Overview

Dudley is a data description language - a human-readable way to describe how data is encoded in a byte stream. A Dudley description, or layout, specifies the contents of a binary data file, with roughly the same scope and use cases as HDF5 and similar self-describing binary file formats. However, a single Dudley layout may also describe many different files or byte streams, so it can also be used like the XDR standard to exchange multiple similar data sets among programs built around a common layout. Like HDF5 (but not XDR), Dudley is specialized for describing scientific data.

Specifically, Dudley is modeled after numpy, where n-dimensional arrays are first class objects, which are grouped using python’s dict and/or list containers. Thus, a Dudley layout organizes data in exactly the same way as JASON, except that the elements in the container tree are binary numpy ndarrays instead of textual numbers or strings.
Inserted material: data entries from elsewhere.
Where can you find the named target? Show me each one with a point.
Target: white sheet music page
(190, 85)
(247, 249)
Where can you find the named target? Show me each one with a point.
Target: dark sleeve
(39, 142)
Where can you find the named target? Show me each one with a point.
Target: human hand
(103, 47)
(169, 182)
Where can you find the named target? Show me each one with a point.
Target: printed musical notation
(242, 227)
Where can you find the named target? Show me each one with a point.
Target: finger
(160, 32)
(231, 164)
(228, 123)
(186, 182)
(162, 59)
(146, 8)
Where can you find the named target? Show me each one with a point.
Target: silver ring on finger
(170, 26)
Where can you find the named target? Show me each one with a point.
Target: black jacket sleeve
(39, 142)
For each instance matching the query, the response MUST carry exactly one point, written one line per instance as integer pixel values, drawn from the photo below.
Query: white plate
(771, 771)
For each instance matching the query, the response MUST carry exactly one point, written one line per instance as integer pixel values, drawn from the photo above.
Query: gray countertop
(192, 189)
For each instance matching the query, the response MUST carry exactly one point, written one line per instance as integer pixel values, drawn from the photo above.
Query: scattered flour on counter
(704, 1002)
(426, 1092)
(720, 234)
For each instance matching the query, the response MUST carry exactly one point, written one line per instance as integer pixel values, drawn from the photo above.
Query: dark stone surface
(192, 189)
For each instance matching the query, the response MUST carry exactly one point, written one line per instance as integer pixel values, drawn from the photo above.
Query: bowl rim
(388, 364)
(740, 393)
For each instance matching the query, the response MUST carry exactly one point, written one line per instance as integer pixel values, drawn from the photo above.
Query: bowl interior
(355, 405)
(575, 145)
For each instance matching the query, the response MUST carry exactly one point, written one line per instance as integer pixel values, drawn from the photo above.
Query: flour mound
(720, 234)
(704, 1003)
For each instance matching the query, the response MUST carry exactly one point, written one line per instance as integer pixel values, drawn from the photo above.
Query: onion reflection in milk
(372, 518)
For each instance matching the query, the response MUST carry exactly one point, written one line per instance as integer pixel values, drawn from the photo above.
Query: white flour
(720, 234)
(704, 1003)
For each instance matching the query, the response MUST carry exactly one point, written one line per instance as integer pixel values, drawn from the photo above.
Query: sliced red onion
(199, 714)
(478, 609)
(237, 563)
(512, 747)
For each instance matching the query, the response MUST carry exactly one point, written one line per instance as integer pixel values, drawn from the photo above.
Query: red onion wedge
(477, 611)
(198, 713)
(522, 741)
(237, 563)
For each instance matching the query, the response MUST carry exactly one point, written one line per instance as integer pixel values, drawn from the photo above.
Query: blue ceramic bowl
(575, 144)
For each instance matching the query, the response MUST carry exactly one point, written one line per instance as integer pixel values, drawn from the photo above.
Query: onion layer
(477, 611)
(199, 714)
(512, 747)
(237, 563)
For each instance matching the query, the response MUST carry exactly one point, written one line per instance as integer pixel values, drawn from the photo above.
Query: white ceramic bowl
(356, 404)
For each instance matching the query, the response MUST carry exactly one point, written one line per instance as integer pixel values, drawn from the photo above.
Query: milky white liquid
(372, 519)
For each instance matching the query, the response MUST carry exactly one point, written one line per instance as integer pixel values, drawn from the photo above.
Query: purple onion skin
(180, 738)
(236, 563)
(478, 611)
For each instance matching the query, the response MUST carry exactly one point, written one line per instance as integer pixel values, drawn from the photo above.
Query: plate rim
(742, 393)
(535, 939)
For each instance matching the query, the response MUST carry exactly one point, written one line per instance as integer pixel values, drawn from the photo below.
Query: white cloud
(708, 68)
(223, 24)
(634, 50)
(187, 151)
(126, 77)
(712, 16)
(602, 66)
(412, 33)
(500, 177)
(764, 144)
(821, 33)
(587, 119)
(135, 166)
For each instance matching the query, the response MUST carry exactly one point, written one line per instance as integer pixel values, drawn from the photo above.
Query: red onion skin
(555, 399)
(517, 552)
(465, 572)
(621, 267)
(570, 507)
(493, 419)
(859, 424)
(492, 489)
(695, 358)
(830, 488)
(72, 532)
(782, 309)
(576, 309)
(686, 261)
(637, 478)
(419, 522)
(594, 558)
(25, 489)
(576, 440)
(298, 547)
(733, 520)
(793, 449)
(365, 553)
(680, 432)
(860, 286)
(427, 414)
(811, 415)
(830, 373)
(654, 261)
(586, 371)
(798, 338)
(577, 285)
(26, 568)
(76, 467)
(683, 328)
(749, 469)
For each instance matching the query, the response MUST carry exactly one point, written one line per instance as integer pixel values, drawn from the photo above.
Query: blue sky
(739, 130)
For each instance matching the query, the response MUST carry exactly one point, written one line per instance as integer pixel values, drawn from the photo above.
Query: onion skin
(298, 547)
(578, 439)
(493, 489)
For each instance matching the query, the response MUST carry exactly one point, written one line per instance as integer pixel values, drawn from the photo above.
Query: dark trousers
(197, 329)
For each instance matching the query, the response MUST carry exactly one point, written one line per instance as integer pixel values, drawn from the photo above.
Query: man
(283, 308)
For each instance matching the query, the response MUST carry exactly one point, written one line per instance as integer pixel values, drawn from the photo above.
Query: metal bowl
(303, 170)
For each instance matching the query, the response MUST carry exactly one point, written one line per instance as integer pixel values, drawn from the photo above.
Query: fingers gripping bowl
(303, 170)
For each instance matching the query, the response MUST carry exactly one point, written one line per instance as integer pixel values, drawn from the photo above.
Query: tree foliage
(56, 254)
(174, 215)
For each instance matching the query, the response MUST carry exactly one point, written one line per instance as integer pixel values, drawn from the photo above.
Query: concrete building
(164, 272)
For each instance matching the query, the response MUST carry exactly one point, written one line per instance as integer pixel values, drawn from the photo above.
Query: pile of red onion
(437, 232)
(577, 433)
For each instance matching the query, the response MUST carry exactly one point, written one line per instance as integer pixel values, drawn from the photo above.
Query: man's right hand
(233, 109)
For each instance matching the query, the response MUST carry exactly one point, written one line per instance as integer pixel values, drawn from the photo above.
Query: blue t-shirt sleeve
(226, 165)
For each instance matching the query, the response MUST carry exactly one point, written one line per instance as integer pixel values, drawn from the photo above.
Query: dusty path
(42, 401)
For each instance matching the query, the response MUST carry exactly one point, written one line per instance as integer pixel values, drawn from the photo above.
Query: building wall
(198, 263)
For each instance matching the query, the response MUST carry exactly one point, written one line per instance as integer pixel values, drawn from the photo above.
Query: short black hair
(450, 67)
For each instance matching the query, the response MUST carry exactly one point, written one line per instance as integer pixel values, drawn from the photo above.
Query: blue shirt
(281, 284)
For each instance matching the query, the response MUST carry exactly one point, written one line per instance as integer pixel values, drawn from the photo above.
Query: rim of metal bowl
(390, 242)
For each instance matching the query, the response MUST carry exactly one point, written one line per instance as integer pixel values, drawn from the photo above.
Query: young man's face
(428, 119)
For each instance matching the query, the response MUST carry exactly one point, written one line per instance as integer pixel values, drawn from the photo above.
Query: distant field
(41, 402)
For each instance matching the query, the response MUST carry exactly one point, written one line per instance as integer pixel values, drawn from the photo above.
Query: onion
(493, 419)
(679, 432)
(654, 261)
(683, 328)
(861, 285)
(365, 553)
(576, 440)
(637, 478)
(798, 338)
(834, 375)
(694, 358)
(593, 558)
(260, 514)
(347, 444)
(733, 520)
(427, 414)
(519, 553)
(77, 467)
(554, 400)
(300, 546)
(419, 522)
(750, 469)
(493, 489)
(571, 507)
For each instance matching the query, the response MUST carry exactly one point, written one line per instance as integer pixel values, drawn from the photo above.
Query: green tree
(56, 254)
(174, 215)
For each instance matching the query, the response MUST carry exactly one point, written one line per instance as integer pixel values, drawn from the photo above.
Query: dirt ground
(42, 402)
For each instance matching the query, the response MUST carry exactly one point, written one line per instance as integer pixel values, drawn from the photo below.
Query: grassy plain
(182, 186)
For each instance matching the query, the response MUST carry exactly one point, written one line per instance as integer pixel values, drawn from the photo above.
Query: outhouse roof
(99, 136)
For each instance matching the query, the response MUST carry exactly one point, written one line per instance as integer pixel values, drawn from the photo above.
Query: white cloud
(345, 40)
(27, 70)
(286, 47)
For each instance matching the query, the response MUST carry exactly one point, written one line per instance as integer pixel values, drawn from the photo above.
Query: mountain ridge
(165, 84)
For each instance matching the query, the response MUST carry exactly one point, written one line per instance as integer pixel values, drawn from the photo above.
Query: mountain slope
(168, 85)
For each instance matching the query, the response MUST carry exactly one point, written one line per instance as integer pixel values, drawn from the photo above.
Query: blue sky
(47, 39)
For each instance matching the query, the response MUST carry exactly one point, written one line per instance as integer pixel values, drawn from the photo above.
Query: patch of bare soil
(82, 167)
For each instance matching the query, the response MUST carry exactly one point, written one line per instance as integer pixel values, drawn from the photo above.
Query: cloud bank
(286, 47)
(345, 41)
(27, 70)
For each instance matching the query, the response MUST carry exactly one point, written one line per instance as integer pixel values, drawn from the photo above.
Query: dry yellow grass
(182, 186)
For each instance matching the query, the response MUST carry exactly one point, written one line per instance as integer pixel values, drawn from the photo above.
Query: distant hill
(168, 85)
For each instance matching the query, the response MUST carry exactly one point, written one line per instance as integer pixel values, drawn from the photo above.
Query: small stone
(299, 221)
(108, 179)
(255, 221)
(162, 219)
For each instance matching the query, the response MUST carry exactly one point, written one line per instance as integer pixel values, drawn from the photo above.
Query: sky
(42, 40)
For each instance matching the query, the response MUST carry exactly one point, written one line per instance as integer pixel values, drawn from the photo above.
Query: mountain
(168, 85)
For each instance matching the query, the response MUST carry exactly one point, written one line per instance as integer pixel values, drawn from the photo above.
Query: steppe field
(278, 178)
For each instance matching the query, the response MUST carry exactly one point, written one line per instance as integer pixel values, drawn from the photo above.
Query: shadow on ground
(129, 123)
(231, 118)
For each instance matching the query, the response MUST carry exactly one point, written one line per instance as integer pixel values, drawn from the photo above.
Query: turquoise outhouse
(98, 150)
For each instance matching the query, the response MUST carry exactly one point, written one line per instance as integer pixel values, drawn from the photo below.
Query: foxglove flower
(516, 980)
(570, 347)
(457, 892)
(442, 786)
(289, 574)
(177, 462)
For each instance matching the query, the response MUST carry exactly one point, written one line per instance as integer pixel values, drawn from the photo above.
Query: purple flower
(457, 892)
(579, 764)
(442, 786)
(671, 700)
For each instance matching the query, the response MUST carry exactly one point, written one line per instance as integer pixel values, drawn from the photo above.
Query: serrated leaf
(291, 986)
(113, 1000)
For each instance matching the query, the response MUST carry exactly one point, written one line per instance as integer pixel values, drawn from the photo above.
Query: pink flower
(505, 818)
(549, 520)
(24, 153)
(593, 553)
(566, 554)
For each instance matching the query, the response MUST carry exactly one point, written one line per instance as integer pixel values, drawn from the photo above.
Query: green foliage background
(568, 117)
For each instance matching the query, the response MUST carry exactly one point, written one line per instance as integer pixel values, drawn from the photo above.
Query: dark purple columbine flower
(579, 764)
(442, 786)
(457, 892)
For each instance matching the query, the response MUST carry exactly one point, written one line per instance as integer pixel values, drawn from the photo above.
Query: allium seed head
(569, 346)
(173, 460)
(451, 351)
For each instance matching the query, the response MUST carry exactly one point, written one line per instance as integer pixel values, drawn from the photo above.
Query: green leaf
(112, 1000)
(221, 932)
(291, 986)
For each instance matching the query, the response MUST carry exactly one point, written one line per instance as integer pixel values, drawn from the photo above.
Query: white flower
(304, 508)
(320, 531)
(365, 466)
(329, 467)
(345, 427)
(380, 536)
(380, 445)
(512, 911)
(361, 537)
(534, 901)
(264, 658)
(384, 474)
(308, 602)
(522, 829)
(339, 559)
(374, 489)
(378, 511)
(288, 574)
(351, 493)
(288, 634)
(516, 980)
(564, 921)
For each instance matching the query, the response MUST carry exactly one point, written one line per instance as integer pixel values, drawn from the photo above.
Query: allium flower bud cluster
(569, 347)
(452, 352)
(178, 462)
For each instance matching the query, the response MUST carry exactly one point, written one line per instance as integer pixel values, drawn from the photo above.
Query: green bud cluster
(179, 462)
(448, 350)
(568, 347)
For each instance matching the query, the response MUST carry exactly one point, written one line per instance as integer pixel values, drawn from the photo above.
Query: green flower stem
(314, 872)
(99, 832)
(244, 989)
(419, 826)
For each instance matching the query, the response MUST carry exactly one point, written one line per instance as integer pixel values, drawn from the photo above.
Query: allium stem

But one of Dudley’s most important features has no numpy equivalent: symbolic names for dimension lengths. Very often a collection of data arrays share common dimension lengths, so this feature can show important relationships among the various arrays in a data set. The netCDF format also has this feature, but unlike netCDF, Dudley allows the dimension lengths to be stored in the stream as parameter values. This extension permits a single Dudley layout to describe a large number of files or stream instances - potentially every restart dump file for even aphysics simulation code,

Since physics simulations often require only a few dozen parameters to fix the dimensions of every array, a separate catalog file can store copies of all parameters for the very large numbers of individual data files which may be associated with large parallel simulations. Dudley has only very low level support for this use case, but by using Dudley for the individual files in such collections, you are in a strong position to design efficient ways to access arbitrary data anywhere in the collection.

A final remark is that by commenting a Dudley layout, you can document all the variables stored in the file in the same place you describe the layout of the file or data stream. Thus, a layout can serve as a quick reference guide to the variables describing the state of a simulation or the results of an experiment or observation.